IRS offers penalty relief for late-filing partnerships

The Internal Revenue Service is giving some relief from penalties to partnerships that filed their 2016 tax returns too late this year.

The IRS issued guidance Friday offering penalty relief to partnerships that filed Form 1065 or Form 1065-B or asked for an automatic extension by filing Form 7004.

A 2015 piece of legislation, the Surface Transportation and Veterans Health Care Choice Improvement Act, changed the date by which partnership had to file their annual tax returns. For calendar year partnerships, the due date for filing the annual return or request for an extension changed from April 15 (or April 18 this year) to March 15.

The IRS found that many partnerships managed to file their returns or their extension requests for tax year 2016 by the April deadline, and if not for the 2015 legislation, their tax returns and requests for extension of time to file would have arrived on time.

Notice 2017-47, which the IRS issued Friday, provides penalty abatement for those partnerships, as long as the partnership filed the tax returns with the IRS and gave copies to the recipients (as appropriate) by the date that would have been considered timely, or the partnership filed Form 7004 to ask for an extension of time to file by the date that would have been considered timely.

Taxpayers who qualify for relief under Notice 2017-47 won’t be treated as having received a first-time abatement under the IRS’s administrative penalty waiver program. More details are provided in Notice 2017-47.
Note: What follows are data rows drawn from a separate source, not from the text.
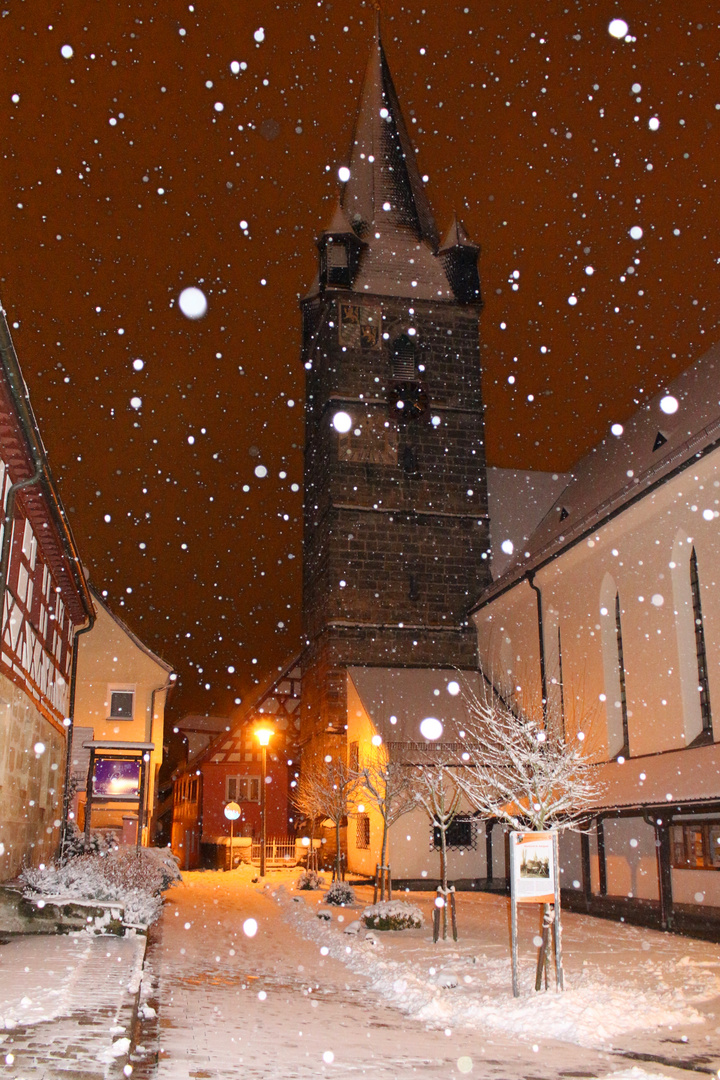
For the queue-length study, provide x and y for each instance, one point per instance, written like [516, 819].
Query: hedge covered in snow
[135, 879]
[393, 915]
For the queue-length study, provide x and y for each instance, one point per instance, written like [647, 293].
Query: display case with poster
[117, 778]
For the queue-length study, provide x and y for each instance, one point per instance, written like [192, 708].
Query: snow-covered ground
[272, 989]
[619, 979]
[66, 1003]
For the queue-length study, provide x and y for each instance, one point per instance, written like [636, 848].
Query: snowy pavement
[67, 1004]
[243, 980]
[300, 998]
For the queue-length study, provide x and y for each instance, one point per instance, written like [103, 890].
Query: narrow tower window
[621, 671]
[703, 684]
[559, 675]
[404, 359]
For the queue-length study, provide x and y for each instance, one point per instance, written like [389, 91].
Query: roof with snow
[131, 634]
[666, 434]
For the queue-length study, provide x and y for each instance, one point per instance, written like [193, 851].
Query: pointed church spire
[459, 255]
[384, 186]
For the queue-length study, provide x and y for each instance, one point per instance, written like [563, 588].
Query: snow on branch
[522, 769]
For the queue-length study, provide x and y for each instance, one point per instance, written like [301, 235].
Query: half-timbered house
[44, 603]
[229, 770]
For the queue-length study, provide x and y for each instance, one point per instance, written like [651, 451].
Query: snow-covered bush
[310, 879]
[340, 893]
[98, 844]
[393, 915]
[136, 879]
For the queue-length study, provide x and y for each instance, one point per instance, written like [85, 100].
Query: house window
[703, 684]
[242, 790]
[363, 831]
[625, 748]
[696, 847]
[461, 833]
[121, 704]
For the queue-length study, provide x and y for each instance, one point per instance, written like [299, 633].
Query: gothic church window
[703, 684]
[621, 671]
[363, 832]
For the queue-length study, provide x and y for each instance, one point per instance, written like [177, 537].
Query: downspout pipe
[158, 689]
[541, 640]
[68, 747]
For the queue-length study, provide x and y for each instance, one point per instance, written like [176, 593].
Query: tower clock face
[408, 401]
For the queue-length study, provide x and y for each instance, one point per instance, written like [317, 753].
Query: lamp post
[263, 736]
[232, 812]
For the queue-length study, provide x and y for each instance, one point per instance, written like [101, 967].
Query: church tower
[395, 545]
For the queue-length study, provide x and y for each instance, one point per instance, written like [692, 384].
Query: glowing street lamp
[263, 736]
[232, 812]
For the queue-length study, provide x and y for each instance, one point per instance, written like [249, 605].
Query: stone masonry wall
[30, 783]
[398, 540]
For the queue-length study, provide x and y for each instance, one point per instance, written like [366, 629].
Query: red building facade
[230, 770]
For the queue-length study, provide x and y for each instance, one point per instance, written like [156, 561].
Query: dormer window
[121, 704]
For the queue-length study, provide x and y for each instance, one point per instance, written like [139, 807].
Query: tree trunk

The new deadlines were originally described in the instructions for Form 1065 and the instructions for Form 1065-B. For calendar year partnerships, the due date for filing a return after receiving an extension is Sept 15. The IRS estimates that corporations and partnerships will file nearly 6.9 million extension requests this year and it anticipates receiving more than 4 million partnership returns by the end of the year.